Millet basireti

Abone Ol

               Milletlerin tekâmülleşmesi, sonsuzluğa uzanan bir merdiven üzerinde gerçekleşmiştir. Bu güne kadar ilk basamaklar çıkılmadan, hiçbir zirveye her hangi bir ziyaret gerçekleştirilememiştir. Anadolu coğrafyasında bin yıldan beri ortak bir merdivenin birinci basamağından, üzerinde durduğumuz son basamağına kadar birlikte aynı yolculuğu sürdüren halkımızın ayrılıklarının ortak paydalarına oranı neredeyse yok mesafesindedir. Ancak fal taşı gibi orta yerde ışıldayan bu gerçeğe inat, güçlerini milletimizin küresel düşmanlarından alan bazı habis ruhlu çevreler, bu coğrafyaya ateş düşürme gayretindedirler.

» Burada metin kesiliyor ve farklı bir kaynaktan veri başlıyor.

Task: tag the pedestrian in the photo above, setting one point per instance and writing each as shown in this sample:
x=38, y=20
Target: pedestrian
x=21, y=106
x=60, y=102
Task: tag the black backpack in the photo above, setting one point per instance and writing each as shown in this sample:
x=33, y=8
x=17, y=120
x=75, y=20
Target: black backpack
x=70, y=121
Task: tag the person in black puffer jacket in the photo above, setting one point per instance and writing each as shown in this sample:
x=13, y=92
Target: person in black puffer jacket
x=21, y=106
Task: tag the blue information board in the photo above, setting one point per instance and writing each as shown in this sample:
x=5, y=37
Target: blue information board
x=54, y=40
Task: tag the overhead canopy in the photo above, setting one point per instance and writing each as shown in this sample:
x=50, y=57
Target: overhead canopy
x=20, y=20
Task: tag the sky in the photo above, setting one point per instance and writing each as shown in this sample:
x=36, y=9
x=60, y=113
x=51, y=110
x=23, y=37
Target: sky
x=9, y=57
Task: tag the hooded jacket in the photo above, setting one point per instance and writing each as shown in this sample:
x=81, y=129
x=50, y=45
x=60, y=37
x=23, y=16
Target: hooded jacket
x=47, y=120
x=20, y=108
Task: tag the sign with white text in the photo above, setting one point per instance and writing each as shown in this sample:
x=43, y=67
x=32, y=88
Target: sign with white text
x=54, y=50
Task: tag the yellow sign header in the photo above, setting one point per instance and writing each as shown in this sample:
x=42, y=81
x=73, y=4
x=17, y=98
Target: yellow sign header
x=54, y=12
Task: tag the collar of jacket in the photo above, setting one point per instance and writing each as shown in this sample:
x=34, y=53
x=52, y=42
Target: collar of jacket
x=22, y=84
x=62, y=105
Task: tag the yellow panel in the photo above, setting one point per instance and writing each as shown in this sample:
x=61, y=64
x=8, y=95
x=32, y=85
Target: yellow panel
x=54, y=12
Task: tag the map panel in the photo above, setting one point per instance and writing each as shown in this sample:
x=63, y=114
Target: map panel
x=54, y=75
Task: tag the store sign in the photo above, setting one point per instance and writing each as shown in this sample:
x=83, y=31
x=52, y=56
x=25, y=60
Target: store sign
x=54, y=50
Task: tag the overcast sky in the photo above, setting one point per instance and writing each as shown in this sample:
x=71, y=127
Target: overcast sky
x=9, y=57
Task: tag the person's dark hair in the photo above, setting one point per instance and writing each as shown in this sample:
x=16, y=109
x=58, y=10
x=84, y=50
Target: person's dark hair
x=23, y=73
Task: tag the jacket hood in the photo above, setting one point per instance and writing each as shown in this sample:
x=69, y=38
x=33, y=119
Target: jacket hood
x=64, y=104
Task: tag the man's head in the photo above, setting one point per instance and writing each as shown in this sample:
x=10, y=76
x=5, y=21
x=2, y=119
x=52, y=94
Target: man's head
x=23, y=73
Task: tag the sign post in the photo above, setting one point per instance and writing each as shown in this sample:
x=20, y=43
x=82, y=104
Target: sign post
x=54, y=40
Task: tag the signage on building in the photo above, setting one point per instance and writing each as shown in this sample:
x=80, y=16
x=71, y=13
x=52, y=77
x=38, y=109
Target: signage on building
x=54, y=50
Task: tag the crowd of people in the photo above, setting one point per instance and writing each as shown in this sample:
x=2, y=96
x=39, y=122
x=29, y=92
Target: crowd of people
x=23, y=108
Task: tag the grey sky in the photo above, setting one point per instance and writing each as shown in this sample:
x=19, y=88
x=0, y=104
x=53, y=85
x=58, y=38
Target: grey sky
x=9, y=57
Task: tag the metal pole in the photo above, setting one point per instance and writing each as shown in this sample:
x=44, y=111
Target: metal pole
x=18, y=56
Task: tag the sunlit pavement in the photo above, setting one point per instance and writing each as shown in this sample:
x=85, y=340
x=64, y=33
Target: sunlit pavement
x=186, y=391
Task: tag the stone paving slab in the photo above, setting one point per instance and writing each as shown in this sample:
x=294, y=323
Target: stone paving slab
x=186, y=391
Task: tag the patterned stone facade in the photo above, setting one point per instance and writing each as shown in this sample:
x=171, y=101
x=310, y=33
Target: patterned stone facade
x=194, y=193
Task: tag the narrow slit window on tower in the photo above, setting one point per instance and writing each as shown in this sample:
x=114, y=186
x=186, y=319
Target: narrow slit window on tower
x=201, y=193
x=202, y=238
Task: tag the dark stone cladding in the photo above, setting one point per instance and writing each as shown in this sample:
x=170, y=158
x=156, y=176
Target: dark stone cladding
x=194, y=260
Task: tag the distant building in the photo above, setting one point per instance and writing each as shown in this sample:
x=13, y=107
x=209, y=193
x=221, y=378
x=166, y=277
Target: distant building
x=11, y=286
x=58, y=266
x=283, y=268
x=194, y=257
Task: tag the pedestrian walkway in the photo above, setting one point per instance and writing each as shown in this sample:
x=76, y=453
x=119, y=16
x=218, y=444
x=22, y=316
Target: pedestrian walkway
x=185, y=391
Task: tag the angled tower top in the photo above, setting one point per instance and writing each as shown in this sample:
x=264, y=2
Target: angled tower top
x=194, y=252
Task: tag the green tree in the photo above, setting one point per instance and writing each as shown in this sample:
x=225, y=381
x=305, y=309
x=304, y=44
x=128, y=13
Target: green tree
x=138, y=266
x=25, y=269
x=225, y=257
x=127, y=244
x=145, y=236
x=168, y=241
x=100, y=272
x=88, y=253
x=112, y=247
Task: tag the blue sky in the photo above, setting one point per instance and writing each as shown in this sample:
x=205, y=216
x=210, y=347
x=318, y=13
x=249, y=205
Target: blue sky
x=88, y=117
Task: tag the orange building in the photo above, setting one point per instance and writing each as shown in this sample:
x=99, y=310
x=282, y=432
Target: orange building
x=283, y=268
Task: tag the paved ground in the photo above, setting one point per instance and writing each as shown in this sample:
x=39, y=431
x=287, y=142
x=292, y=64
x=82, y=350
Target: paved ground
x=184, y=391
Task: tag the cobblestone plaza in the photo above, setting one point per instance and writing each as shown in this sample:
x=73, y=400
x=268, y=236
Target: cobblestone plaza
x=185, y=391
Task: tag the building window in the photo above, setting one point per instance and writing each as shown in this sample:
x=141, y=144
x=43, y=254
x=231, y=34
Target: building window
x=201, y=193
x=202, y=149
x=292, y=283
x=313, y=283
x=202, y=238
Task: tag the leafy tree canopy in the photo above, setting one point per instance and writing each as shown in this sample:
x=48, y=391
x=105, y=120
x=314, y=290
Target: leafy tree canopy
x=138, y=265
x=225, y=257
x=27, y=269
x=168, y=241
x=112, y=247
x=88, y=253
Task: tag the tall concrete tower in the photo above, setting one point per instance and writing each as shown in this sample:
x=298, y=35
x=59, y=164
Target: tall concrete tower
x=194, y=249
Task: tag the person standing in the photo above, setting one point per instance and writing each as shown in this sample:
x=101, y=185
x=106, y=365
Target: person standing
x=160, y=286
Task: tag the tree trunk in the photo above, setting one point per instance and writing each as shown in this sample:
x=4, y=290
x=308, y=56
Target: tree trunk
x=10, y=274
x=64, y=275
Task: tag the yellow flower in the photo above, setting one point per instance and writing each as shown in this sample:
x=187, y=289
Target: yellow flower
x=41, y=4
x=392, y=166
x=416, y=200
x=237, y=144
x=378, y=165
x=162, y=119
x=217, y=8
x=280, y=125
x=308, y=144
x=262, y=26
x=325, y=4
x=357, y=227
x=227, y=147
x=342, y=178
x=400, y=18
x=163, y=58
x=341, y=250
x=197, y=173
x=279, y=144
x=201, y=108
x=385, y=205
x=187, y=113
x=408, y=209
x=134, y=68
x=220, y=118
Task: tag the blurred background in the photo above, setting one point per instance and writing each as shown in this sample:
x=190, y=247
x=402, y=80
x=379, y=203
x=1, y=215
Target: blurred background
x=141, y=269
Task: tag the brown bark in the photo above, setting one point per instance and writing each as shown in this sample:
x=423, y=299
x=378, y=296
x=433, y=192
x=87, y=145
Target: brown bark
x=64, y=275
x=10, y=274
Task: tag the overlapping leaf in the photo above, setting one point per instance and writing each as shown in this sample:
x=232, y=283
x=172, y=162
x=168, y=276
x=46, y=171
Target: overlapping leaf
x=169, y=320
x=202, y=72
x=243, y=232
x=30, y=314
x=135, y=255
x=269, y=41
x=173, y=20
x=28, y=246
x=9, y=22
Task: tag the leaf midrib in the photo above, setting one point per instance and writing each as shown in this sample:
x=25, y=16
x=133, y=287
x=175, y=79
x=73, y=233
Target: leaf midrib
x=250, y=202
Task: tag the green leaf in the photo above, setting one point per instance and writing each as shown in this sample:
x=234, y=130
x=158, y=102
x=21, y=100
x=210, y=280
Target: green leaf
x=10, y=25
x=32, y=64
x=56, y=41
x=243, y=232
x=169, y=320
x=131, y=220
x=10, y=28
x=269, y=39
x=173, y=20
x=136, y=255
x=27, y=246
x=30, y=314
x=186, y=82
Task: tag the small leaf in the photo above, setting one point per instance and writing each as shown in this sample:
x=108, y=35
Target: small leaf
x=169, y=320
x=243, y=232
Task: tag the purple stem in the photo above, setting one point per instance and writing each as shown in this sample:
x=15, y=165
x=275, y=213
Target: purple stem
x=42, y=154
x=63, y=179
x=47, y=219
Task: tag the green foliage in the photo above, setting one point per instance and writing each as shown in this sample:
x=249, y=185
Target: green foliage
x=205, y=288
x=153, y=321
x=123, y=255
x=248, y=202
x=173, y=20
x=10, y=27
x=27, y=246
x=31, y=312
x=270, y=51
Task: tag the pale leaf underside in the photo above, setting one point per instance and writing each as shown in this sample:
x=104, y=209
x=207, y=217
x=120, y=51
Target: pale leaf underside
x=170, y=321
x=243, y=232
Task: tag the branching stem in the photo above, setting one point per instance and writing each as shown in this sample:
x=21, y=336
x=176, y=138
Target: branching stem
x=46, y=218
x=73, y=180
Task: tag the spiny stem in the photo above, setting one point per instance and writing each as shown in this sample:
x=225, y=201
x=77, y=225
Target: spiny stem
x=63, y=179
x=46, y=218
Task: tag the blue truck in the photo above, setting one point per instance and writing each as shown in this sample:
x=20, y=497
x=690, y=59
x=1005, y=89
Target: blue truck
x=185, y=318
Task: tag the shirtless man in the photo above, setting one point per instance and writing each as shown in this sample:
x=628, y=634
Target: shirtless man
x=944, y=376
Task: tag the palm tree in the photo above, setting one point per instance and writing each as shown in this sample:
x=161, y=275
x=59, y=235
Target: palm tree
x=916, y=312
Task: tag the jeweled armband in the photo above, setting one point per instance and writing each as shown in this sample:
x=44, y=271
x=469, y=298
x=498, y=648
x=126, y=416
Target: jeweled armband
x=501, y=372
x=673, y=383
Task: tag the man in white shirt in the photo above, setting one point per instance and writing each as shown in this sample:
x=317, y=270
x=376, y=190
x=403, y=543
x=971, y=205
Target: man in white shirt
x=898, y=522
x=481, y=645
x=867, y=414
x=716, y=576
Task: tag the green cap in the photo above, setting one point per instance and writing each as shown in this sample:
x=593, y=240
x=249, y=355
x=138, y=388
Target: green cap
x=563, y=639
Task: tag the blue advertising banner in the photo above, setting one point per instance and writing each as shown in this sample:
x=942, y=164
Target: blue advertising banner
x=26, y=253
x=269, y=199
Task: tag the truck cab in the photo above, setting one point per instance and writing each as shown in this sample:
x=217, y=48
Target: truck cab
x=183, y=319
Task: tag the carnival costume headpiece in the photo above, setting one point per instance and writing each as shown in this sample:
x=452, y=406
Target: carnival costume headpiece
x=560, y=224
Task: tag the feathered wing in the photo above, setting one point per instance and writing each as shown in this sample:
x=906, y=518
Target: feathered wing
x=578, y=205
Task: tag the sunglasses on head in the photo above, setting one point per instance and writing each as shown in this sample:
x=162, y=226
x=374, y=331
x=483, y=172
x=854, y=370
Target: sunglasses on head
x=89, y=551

      Milletler; yönetim noktalarındaki idarecilerinin yanlışlarını sezecek ve bunu sorgulayacak istidatlarını kullanarak müspet olmayan gidişata karşı parola soracak kadar basiretli olmadıkları takdirde, var olma cetvelinden silinmişler ve tarihten kayıtları düşürülmüştür. Bu basiretli duruşu sergileyebildikleri müddetçe ise, kendilerini korumuş ve hiçbir müesseselerinin tahribine de meydan vermemişlerdir.

      Bizler Anadolu’da aynı kaderi paylaşan insanlar olarak bu üstün duruşu, 21. asrın başlarına kadar tüm vakarımızla koruduk. Ancak 2002 yılının sonlarıyla başlayan bir süreçle birlikte, ülkemizin yaşam kolonları; sosyal, siyasal ve ekonomik dinamikleri sarsıntılı bir dönemi yaşamaya başlamıştır.

              Anadolu insanının mutluluk ve huzuru için, bu vatan coğrafyasının sefil oyunların neticesinde bölünüp parçalanmaması için, Türkiye Cumhuriyeti Devleti’nin üniter bütünlüğünün devam edebilmesi için, birliğimizin, beraberliğimizin, kardeşliğimizin bin yıldır olduğu gibi, tarihin bundan sonraki bölümlerinde de aynı şekilde sürdürülebilmesi için, ülke insanımızın kahir çoğunluğunun müspet ve ortak frekanslarda buluşmasının mecburiyeti vardır.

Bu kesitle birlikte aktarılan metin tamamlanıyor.